There are a number of real-world application were 1) and 2) are essential - but there are also applications inside of mathematics, but fewer.

But I think the true power of the derivative arises, when you look at the possibilities derivative gives you, when you consider **a whole of functions**.

Namely in this case you can construct important models, by formulating equations that contain the derivative. Consider $$\frac{\partial u}{\partial t}= \frac{\partial^2 u}{\partial x^2}.$$ Here we are consider a set of *all* sufficiently differentiable functions $u$ of the form $u:[0,\infty)\times\mathbb{R}\rightarrow\mathbb{R}$.

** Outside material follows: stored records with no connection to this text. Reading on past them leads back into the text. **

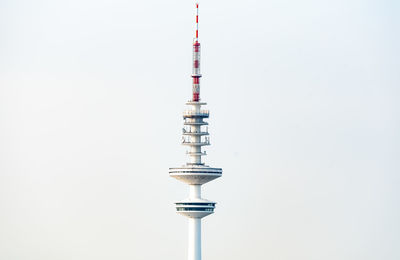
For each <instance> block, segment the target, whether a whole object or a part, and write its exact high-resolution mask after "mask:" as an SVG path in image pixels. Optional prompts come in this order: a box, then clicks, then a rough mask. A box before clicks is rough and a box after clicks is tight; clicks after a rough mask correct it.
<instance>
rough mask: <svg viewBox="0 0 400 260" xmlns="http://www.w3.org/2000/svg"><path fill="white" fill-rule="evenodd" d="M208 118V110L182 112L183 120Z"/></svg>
mask: <svg viewBox="0 0 400 260" xmlns="http://www.w3.org/2000/svg"><path fill="white" fill-rule="evenodd" d="M209 116H210V111H209V110H205V109H202V110H199V111H196V110H185V111H183V118H208V117H209Z"/></svg>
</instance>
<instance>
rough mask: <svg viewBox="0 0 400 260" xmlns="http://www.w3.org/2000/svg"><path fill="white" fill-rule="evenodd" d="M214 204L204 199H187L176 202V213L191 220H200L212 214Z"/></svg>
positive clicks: (213, 203) (214, 205) (210, 201)
mask: <svg viewBox="0 0 400 260" xmlns="http://www.w3.org/2000/svg"><path fill="white" fill-rule="evenodd" d="M215 204H216V203H215V202H212V201H208V200H205V199H189V200H184V201H180V202H176V203H175V206H176V211H177V213H179V214H181V215H184V216H186V217H191V218H202V217H205V216H207V215H210V214H212V213H214V209H215Z"/></svg>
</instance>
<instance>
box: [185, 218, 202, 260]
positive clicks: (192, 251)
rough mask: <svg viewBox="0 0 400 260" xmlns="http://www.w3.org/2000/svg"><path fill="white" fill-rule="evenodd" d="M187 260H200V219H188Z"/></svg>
mask: <svg viewBox="0 0 400 260" xmlns="http://www.w3.org/2000/svg"><path fill="white" fill-rule="evenodd" d="M188 260H201V219H200V218H189V251H188Z"/></svg>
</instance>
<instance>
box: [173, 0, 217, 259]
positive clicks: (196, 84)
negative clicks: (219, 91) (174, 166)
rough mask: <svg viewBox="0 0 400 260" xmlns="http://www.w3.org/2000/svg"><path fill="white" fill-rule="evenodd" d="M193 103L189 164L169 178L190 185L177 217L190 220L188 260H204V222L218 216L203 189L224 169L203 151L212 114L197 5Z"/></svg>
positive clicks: (190, 106) (187, 111)
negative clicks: (207, 164) (199, 31)
mask: <svg viewBox="0 0 400 260" xmlns="http://www.w3.org/2000/svg"><path fill="white" fill-rule="evenodd" d="M192 66H193V68H192V75H191V76H192V79H193V85H192V99H191V100H190V101H188V102H187V103H186V105H188V106H189V107H190V108H189V109H188V110H185V111H184V112H183V120H184V122H183V124H184V128H183V131H182V132H183V133H182V135H183V138H182V144H183V145H185V146H187V147H188V151H187V152H186V153H187V154H188V155H189V160H188V162H187V163H186V164H185V165H183V166H181V167H175V168H169V175H170V176H171V177H174V178H175V179H177V180H179V181H182V182H184V183H186V184H188V185H189V197H188V198H187V199H185V200H182V201H179V202H176V203H175V207H176V211H177V213H179V214H181V215H183V216H186V217H188V218H189V246H188V260H201V219H202V218H203V217H205V216H208V215H210V214H212V213H214V209H215V204H216V202H212V201H209V200H206V199H203V198H202V197H201V186H202V185H203V184H205V183H207V182H210V181H212V180H214V179H216V178H219V177H221V176H222V169H221V168H213V167H210V166H208V165H205V164H204V162H202V156H205V155H206V152H205V151H202V147H203V146H206V145H210V139H209V137H208V136H209V133H208V127H207V125H208V122H206V121H204V119H207V118H208V117H209V111H208V110H203V109H201V106H202V105H207V103H204V102H200V78H201V74H200V43H199V4H198V3H196V38H195V39H194V41H193V65H192Z"/></svg>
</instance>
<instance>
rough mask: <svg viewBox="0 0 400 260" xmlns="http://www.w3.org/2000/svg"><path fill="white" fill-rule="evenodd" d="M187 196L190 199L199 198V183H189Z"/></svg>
mask: <svg viewBox="0 0 400 260" xmlns="http://www.w3.org/2000/svg"><path fill="white" fill-rule="evenodd" d="M189 192H190V194H189V198H191V199H201V185H198V184H195V185H193V184H192V185H189Z"/></svg>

Why is this equation useful? This is the one-dimensional heat equation (the wikipedia link is a bit more complicated). By appealing to arguments from physics about rate of change (hence the derivative) of heat flow, this equation is obtained! If we didn't knew about the concept of partial derivative $\partial$, we would not even be able to derive the equation. (But thinking about of rates of change long enough *will* make you discover the concept of derivative - this is actually how Newton discovered it back in 'ol 17th century.)

This equations models how heat flow through a one-dimensional object (e.g. a rod) with time. (Usually things are more complicated, because one also specifies additional constraints in a second equation, such as what temperature we should start with; which is called "initial condition" but it is a technical condition which we shall skip here). If we are able to solve this equation, than we can model heat flow. Isn't that neat?!

Now, this wasn't just some isolated equation were the derivative turned out to be necessary to even formulate the problem; the paradigm "use arguments from physics which involve rates of change of some quantity -> derive an equation about those quantities which will involve derivative -> solve it to understand how those quantities change" is ubiquitous in engineering and physics.

For the second question, let think geometrically, in 2 dimensions. The partial derivative at a point $x_0$ means reducing your problem to a derivative in one dimension. The graph then looks like a surface. If you take a slice through that surface on a line parallel to the $x$ or $y$ axes that goes through that point $x_0$, you obtain a function in 1 dimension. The derivative of this one-dimensional function at $x_0$ is called "partial derivative".

In contrast, the total derivative at $x_0$ is the proper generalization of the one-dimensional derivative, not just a reduction like the partial derivative. Geometrically, the one-dimensional derivative is the slope of the tangent at $x_0$. The total derivative is then a collection of slopes (which you collected in something you call gradient, or more general, Jacobi matrix) of a tangent plane.

All of these geometric picture can be algebraically generalized from 2 dimensions to $n$. There you don't have any geometric intuition, but you don't need to, since things work analogous to two dimensions.